[Dechlorination degradation of 2,4-D by nanoscale Fe3O4].

Reductive transformation of 2,4-Dichlorophenoxyacetic acid (2,4-D) by nanoscale Fe3O4 was studied, and the effects of 2,4-D initial concentration, the dosage of nanoscale Fe3O4, pH and temperature on degradation rate of 2,4-D were investigated. The results showed that 48% 2,4-D with initial concentration of 10 mg/L was transformed within 48 h in the presence of 300 mg/L nanoscale Fe3O4. The degradation of 2,4-D was a reductive dechlorination process, and the concentration of chloride ion increased sharply with the degration of the 2,4-D. Disappearance of parent species and formation of reaction intermediates and products were analyzed by LC/MS. The transformation of 2,4-D followed a primary pathway of its complete reduction to phenol and a secondary pathway of sequential reductive hydrogenolysis to 2,4-dichlorophenol (2,4-DCP), 4-chlorophenol (4-CP) or 2-chlorophenol (2-CP) and phenol. The degradation equations of 2,4-D by nanoscale Fe3O4 conformed to pseudo-first-order kinetics, and the reaction rate constant (K) of 4-CP, 2,4-DCP and phenol were 0.0043 h(-1), 0.0026 h(-1) and 0.0032 h(-1), respectively.

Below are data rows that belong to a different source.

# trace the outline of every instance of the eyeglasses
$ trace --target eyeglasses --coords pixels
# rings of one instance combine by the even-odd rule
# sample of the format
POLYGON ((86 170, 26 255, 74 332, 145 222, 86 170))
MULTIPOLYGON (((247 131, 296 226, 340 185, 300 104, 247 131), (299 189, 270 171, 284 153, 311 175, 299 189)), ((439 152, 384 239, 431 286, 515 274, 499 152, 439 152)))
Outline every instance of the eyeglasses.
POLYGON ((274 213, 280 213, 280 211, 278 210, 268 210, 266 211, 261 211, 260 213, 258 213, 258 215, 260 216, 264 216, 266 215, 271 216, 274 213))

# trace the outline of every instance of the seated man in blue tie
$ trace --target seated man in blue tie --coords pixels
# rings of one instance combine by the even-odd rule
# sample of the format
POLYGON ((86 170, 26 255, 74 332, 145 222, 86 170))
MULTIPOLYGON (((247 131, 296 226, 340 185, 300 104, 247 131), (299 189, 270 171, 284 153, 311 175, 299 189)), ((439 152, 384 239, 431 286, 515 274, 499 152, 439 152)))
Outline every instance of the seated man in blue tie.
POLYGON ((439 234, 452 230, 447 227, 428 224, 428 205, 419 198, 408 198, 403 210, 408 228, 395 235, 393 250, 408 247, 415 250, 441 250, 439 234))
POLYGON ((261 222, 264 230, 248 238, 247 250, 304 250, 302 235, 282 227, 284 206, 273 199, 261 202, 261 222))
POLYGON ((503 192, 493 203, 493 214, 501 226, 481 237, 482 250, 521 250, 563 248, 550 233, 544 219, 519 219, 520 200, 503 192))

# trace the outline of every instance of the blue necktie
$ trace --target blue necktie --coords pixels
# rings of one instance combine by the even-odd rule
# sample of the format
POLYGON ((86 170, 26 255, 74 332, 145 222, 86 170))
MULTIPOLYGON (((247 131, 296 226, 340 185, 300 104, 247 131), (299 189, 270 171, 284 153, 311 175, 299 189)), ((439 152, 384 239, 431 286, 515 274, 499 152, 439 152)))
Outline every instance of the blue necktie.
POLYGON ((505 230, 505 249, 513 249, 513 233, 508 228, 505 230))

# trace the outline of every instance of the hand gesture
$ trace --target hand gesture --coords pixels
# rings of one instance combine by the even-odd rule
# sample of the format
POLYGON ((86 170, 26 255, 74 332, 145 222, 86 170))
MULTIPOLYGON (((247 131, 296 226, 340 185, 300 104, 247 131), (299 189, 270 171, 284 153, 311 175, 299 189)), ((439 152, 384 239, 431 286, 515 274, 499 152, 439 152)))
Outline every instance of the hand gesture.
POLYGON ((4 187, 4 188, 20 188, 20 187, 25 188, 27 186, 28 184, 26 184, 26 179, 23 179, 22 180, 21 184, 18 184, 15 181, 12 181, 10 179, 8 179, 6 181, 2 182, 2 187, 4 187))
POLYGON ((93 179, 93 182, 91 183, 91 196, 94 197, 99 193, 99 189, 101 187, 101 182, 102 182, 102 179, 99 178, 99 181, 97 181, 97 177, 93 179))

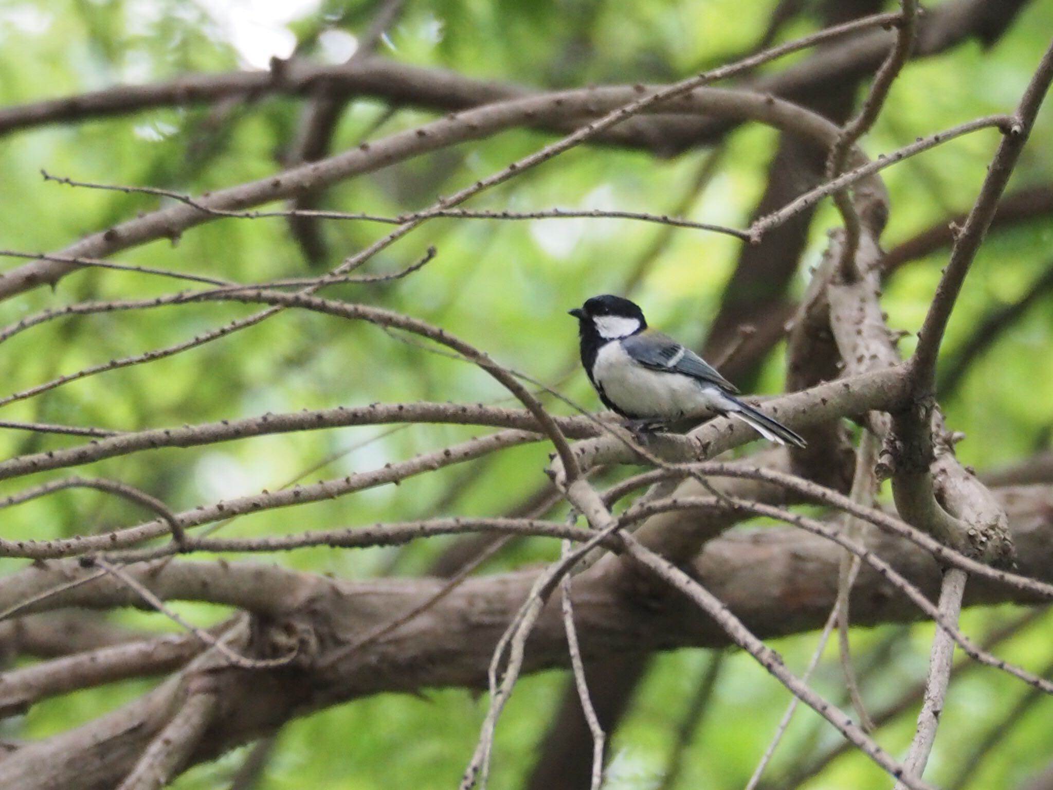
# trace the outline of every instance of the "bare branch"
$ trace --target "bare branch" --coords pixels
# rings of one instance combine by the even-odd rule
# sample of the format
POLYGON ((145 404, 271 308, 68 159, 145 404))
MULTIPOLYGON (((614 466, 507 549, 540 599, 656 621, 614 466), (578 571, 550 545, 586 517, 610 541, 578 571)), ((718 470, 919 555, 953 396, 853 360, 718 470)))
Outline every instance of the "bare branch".
MULTIPOLYGON (((961 600, 966 594, 965 571, 952 568, 943 577, 939 592, 939 614, 943 620, 957 621, 961 614, 961 600)), ((910 776, 921 777, 932 745, 936 740, 936 728, 947 700, 947 689, 951 683, 951 666, 954 656, 954 640, 943 630, 937 630, 932 641, 929 658, 929 678, 926 682, 925 702, 918 713, 917 730, 911 742, 911 749, 903 763, 910 776)), ((899 790, 900 786, 896 786, 899 790)))

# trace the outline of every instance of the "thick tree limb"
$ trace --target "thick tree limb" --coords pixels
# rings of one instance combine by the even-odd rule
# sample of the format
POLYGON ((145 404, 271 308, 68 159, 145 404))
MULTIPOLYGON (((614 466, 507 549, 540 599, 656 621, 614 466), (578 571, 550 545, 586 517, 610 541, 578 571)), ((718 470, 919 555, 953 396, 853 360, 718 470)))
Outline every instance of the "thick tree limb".
MULTIPOLYGON (((1005 502, 1013 516, 1020 570, 1053 580, 1053 502, 1049 490, 1010 490, 1005 493, 1005 502)), ((688 524, 694 520, 691 515, 684 518, 688 524)), ((873 532, 868 535, 868 544, 926 595, 935 596, 940 573, 930 555, 873 532)), ((821 625, 836 599, 840 554, 836 546, 797 530, 766 529, 711 541, 694 568, 707 588, 751 631, 772 637, 821 625)), ((38 584, 48 585, 64 577, 67 571, 61 569, 71 567, 55 562, 46 570, 27 573, 37 576, 38 584)), ((225 673, 220 678, 222 688, 218 693, 229 702, 229 707, 224 705, 225 712, 202 738, 194 761, 207 759, 235 744, 273 731, 290 716, 355 696, 426 686, 484 688, 492 647, 534 578, 532 573, 517 573, 468 579, 415 619, 413 628, 389 634, 315 674, 311 670, 312 654, 321 656, 339 648, 349 636, 365 632, 370 624, 386 621, 392 611, 410 609, 414 601, 433 594, 442 582, 422 579, 356 584, 291 574, 305 594, 290 596, 286 593, 290 580, 269 578, 274 573, 279 571, 241 564, 224 570, 211 564, 174 560, 150 577, 151 584, 174 591, 173 582, 178 579, 184 579, 179 584, 198 584, 193 579, 200 577, 215 585, 225 574, 233 574, 239 581, 238 599, 245 603, 259 599, 263 590, 274 591, 280 598, 275 601, 279 606, 274 611, 284 612, 279 615, 282 618, 291 617, 303 644, 315 646, 304 650, 303 663, 296 670, 225 673)), ((5 579, 4 587, 18 578, 5 579)), ((639 590, 612 588, 610 581, 609 576, 598 572, 575 578, 576 624, 582 658, 587 661, 612 652, 629 654, 682 645, 727 646, 728 637, 719 627, 691 607, 686 608, 679 599, 656 598, 653 591, 641 595, 639 590)), ((97 598, 98 605, 108 606, 122 598, 124 603, 134 603, 126 590, 121 593, 119 586, 105 584, 110 586, 108 592, 96 588, 98 593, 105 593, 97 598)), ((20 585, 20 589, 24 592, 27 588, 20 585)), ((219 596, 221 588, 204 589, 210 590, 210 595, 219 596)), ((0 592, 6 591, 0 588, 0 592)), ((974 579, 966 596, 967 605, 1031 599, 1027 594, 979 578, 974 579)), ((550 605, 541 611, 528 643, 523 671, 567 665, 565 636, 558 609, 550 605)), ((866 567, 853 590, 852 609, 857 625, 918 617, 911 604, 866 567)), ((260 646, 266 644, 267 633, 266 629, 259 632, 260 646)), ((25 790, 48 787, 47 783, 68 779, 69 771, 77 770, 75 766, 81 765, 92 749, 104 749, 111 759, 99 761, 105 766, 100 768, 102 774, 94 779, 84 777, 76 786, 64 786, 78 790, 113 787, 115 778, 120 778, 114 771, 121 769, 121 755, 131 758, 140 753, 157 728, 163 726, 151 712, 162 702, 155 693, 98 719, 90 729, 73 730, 20 749, 0 762, 0 784, 11 782, 12 786, 25 790), (44 754, 47 759, 42 759, 44 754), (63 776, 65 779, 60 779, 63 776)))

The degradation rate increased with an increase in initial concentration of 2,4-D from 0 mg/L to 10 mg/L, and increasing the dosage of nanoscale Fe3O4 from 0 mg/L to 300 mg/L. The pH of reaction solution significantly influenced reductive degradation of 2,4-D, and the optimum pH value was 3.0. Besides, high temperature could improve dechlorination rate of 2,4-D.